Il quadro rende ancora più onore al comparto agroalimentare italiano, che ha in sé inglobato e fatte proprie quelle caratteristiche di resilienza e perseveranza, tipiche dei processi naturali, che gli operatori del settore rispettano e valorizzano. Gli italiani continuano a trovare prodotti freschi sui banchi dei supermercati e, tutto sommato, i prezzi continuano ad essere accettabili. Per quanto tempo si riuscirà a garantirli? Non per molto ancora, a detta di autorevoli esponenti del mondo agroalimentare. Si teme che il consolidamento delle difficoltà nelle esportazioni dei beni italiani, dovute a fattori endogeni, e gli ostacoli alle importazioni degli stessi da parte dei paesi esteri (attuate più o meno dolosamente), possa spingere ad un vuoto negli scaffali dei supermercati stranieri. Così, i prodotti nostrani, potrebbero essere ben presto sostituiti con pessimi prodotti fake, alimentando il già florido mercato dell’Italian Sounding.

“È proprio adesso che si gioca la partita più importante. È necessario combattere con tutte le energie l’assalto alla diligenza da parte degli sciacalli per accaparrarsi quegli spazi lasciati liberi sugli scaffali. Quel vuoto, una volta riempito con i vari Borgonzola, Salsa Pomarola, Zottarella e Spagheroni, sarà difficile da rimpiazzare con prodotti genuinamente tricolore. I produttori da soli non ce la faranno.” Così Fabrizio Capaccioli MD ASACERT e ideatore del sistema di certificazione ITA0039.  Occorre, insomma, stanziare con urgenza un massiccio investimento nelle campagne di marketing all’estero in favore dello straordinario patrimonio di beni agroalimentari italiani, mettere immediatamente a disposizione fondi deburocratizzati per le imprese che esportano ed incentivare le riconversioni delle aziende tradizionali in e-commerce.

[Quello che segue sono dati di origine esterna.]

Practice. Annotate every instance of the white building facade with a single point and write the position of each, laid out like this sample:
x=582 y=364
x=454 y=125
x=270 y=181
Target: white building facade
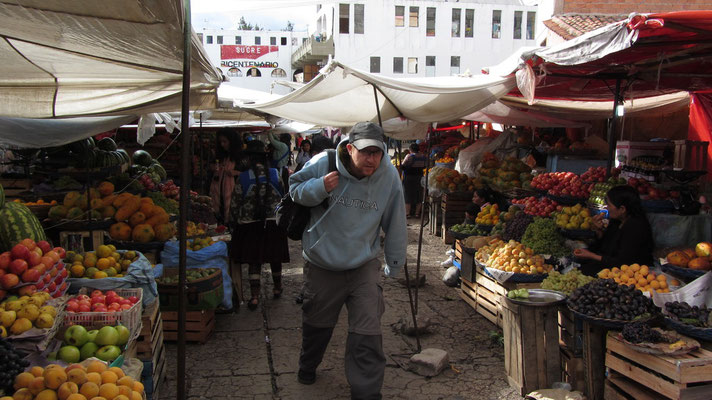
x=411 y=38
x=253 y=59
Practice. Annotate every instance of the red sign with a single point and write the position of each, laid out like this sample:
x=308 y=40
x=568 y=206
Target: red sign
x=231 y=52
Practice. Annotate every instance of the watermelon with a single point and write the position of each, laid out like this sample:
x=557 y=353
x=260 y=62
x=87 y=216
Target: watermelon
x=141 y=157
x=17 y=222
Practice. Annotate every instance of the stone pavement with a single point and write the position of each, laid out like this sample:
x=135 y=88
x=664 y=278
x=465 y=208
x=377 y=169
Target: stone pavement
x=254 y=354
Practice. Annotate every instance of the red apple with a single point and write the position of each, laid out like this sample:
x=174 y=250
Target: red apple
x=31 y=275
x=44 y=245
x=8 y=281
x=20 y=251
x=29 y=243
x=5 y=259
x=18 y=266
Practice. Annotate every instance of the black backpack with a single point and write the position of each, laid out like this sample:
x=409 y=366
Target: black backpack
x=293 y=217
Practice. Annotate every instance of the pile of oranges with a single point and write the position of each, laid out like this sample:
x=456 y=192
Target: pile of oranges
x=76 y=382
x=639 y=276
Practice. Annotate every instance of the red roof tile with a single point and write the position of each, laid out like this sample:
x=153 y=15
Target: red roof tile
x=569 y=26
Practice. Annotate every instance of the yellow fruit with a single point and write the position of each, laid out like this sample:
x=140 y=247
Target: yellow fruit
x=54 y=377
x=23 y=380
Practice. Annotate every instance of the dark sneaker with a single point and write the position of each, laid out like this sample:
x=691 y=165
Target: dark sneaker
x=306 y=378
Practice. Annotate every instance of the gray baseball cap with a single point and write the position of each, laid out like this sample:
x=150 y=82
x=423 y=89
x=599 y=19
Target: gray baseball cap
x=365 y=134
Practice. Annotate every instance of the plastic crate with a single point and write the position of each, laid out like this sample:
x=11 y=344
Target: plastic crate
x=130 y=318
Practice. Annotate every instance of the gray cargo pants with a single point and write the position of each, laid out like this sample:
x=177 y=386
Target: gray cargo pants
x=325 y=294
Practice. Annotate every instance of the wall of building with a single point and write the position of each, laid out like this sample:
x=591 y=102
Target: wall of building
x=382 y=38
x=235 y=60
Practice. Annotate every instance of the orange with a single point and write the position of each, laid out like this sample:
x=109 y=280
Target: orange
x=108 y=390
x=89 y=390
x=94 y=377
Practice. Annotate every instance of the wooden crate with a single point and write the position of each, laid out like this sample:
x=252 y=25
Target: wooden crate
x=532 y=358
x=151 y=336
x=681 y=377
x=198 y=325
x=570 y=331
x=572 y=370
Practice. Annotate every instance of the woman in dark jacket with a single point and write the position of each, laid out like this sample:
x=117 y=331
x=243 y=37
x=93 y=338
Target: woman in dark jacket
x=628 y=239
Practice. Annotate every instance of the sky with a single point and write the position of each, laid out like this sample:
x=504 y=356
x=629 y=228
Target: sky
x=268 y=14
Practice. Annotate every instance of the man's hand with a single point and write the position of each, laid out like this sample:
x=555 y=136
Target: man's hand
x=331 y=181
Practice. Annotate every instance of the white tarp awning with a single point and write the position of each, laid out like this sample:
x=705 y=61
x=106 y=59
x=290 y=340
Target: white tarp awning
x=97 y=58
x=342 y=96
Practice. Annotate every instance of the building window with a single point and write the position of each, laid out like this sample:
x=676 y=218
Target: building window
x=397 y=65
x=517 y=25
x=454 y=65
x=496 y=24
x=531 y=21
x=376 y=65
x=279 y=73
x=469 y=22
x=455 y=32
x=413 y=16
x=400 y=15
x=412 y=65
x=358 y=18
x=429 y=65
x=344 y=18
x=430 y=21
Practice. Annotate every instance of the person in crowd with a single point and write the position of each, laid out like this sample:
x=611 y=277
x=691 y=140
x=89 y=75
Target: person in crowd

Affiancare le aziende, mettendo loro a disposizione agenzie guida esperte, che prendano per mano gli imprenditori e li conducano in modo sicuro sul cammino verso l’internazionalizzazione.

Conclude Capaccioli: “Mai come adesso occorre tutelare con maggiore incisività la salvaguardia dei veri ristoratori italiani all’estero,  grazie a strumenti efficaci, testati, affidati ad aziende qualificate e specializzate. Non possiamo permetterci falle nel sistema di valorizzazione del Made in Italy, non più. Tutti i processi devono essere portati avanti in modo sistematico e scientifico, oserei dire. Una questione che diventa vitale per la sopravvivenza dei ristoratori italiani che operano in tutto il mondo e per l’intero comparto HoReCa Made In Italy che, nelle sue interconnessioni, è da traino per tutta la produzione agroalimentare”.